Avid fan of opera and classical music, the economic journalist has notably co-founded The Expansion. He was also one of the famous voice of the station Europe 1. He died Sunday as a result of a cerebral vascular accident.
Jean Boissonnat, was, without doubt, the economic journalist of his generation, the most known to the general public. Co-founder with Jean-Louis Servan-Schreiber business magazine Expansion, then Company, the writer of 87 years died on Sunday as a result of a cerebral vascular accident.
the Son of a labourer, born in Paris, the year of the Wall Street crash, it carried out many analyses on the crisis that followed the 1929. He is notably the author of “Diary of a crisis (1973-1984)” and “Crisis, crash, boom” co-authored with Michel Albert. A graduate of Sciences Po, he has advocated for Youth student catholic (JEC) with his friend, the journalist and writer Jacques Duquesne.
He began his career in 1954 in the journal The Cross, of which he was head of the department for economic and social until 1967. During this period he was also a lecturer, then a professor at the Institute of political studies of Paris. A devotee of opera and classical music, he is editor-in-chief of Expansion 1967 to 1986, and then he became the editorial director from 1986 to 1994. It is mainly in 1981 that the French are discovering his face when he animates with Michèle Cotta, the televised debate between the two rounds of the presidential election between Valéry Giscard d’estaing and Francois Mitterrand.

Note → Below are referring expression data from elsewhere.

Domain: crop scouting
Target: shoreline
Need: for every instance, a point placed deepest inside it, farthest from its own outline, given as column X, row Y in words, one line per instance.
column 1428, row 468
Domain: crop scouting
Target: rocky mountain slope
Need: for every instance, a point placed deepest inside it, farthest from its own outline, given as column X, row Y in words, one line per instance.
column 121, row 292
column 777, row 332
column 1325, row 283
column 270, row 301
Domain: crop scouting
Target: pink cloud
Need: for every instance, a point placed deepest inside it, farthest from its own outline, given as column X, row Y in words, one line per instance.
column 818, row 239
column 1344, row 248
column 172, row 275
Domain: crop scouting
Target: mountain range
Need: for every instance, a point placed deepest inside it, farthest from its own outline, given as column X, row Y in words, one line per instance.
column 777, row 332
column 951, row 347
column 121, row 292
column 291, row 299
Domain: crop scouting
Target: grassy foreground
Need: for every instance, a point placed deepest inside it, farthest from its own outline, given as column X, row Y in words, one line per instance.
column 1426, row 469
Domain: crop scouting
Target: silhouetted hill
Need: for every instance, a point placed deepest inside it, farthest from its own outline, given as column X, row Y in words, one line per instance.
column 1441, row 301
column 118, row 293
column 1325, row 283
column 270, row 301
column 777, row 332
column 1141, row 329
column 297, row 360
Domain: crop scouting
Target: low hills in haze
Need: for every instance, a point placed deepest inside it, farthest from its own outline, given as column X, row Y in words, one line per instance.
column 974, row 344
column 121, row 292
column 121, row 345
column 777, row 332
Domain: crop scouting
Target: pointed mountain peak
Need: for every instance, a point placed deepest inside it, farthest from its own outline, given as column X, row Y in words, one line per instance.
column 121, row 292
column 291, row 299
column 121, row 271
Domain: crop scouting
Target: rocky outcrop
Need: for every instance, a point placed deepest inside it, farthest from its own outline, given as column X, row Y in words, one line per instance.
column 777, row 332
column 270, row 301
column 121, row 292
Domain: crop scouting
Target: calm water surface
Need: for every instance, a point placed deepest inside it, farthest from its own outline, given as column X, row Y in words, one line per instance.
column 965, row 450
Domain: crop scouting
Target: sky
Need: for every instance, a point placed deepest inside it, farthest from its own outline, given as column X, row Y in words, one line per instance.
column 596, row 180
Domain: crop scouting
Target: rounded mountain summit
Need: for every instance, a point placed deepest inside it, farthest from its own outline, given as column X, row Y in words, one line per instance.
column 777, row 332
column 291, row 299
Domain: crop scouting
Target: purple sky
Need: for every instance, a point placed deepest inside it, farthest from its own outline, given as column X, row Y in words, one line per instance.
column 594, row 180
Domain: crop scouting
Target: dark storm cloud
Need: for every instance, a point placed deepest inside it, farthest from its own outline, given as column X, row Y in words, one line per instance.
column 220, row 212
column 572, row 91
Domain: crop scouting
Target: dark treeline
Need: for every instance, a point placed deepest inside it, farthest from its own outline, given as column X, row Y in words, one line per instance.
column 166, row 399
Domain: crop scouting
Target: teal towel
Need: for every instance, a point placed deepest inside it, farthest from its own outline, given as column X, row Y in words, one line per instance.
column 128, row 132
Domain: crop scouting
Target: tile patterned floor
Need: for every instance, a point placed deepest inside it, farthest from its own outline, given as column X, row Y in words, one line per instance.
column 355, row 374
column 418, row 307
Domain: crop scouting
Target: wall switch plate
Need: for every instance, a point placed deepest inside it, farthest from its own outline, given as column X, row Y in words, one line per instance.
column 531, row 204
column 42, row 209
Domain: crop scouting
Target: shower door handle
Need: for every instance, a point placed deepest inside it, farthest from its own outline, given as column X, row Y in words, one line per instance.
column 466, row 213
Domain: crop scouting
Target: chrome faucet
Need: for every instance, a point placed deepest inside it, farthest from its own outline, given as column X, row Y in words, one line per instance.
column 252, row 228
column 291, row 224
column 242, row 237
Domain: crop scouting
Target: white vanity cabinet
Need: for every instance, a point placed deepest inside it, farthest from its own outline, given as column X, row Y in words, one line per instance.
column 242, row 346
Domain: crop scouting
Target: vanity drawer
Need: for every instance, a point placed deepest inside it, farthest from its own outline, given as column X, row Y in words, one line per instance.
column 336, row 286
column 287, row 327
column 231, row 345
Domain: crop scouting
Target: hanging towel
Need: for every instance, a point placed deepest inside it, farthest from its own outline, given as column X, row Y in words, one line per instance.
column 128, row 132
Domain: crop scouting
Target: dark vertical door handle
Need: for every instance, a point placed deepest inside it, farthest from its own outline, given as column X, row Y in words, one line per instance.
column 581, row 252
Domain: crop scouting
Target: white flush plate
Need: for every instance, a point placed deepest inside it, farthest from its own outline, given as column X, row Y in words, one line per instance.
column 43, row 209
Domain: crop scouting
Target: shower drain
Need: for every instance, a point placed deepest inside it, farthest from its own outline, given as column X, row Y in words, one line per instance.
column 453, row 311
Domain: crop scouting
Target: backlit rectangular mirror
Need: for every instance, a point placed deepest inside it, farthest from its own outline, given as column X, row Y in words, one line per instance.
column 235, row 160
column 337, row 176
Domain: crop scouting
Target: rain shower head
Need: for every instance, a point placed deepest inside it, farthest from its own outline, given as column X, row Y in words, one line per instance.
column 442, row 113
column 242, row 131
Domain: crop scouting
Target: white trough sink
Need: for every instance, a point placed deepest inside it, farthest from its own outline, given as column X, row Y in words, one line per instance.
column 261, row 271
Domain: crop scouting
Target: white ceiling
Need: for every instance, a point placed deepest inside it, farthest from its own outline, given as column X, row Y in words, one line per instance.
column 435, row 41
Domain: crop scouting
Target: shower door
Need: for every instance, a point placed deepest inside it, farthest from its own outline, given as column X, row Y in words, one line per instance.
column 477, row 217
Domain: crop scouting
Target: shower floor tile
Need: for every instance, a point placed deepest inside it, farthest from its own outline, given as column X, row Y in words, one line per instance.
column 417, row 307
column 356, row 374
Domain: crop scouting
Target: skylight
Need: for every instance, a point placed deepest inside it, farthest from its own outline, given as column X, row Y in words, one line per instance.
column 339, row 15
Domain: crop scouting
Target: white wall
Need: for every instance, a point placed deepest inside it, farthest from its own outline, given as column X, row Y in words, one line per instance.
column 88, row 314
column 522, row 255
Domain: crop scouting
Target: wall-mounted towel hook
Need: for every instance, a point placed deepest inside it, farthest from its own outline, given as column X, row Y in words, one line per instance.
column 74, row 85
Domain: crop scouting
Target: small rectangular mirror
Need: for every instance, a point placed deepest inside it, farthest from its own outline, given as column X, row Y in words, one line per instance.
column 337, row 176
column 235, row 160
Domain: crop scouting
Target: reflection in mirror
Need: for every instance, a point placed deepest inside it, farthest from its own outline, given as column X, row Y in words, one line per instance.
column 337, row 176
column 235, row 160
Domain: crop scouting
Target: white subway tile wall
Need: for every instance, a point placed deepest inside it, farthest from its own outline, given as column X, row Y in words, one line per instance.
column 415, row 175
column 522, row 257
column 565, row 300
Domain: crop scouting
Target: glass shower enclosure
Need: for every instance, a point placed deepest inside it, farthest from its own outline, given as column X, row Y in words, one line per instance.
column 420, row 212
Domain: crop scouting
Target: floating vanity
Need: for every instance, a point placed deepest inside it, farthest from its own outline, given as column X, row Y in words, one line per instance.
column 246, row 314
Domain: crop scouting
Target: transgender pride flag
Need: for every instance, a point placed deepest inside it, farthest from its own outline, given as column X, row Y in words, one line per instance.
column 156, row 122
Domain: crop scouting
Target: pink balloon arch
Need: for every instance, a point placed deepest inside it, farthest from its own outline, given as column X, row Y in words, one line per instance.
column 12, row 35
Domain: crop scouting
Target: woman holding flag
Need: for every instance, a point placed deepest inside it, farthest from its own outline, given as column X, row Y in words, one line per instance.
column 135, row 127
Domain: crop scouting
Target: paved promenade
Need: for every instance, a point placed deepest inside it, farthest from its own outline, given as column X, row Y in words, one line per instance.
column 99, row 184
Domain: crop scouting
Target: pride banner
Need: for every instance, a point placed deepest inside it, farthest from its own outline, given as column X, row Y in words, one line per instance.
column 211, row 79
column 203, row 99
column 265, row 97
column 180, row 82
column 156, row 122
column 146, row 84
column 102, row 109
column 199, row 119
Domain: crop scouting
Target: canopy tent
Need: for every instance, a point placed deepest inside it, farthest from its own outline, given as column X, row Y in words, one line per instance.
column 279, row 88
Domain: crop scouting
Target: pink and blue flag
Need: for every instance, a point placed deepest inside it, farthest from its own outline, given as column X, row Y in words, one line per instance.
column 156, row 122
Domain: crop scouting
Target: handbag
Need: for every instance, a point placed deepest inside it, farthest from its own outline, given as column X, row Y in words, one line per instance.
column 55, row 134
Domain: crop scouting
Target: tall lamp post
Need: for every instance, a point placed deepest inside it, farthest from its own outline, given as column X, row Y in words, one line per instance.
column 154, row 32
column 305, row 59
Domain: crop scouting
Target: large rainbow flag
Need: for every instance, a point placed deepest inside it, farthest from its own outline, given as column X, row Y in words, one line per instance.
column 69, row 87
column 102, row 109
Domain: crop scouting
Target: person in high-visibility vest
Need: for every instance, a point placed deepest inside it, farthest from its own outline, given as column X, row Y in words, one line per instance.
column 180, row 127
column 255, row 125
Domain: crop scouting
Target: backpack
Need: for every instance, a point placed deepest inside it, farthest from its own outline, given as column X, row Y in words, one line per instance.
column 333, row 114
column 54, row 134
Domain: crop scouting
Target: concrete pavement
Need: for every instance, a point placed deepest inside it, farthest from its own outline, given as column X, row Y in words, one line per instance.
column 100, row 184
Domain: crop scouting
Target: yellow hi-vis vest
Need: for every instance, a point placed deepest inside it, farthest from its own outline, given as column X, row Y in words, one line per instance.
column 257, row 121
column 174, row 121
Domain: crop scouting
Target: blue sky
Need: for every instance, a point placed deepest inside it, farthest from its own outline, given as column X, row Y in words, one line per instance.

Jean Boissonnat was also one of the famous voice of the station Europe 1, where he remained economic columnist of many years. Ex-member of the monetary policy Council of the Banque de France, he is the author of a report on the evolution of wage labour for the Commissariat au Plan. Among his many works include “the adventure of The christian social doctrine: past and future” (1999), “The end of unemployment?” (2001) “the case for France who doubt” (2004) and “2029 or how I travelled through three centuries in a hundred years” (2009).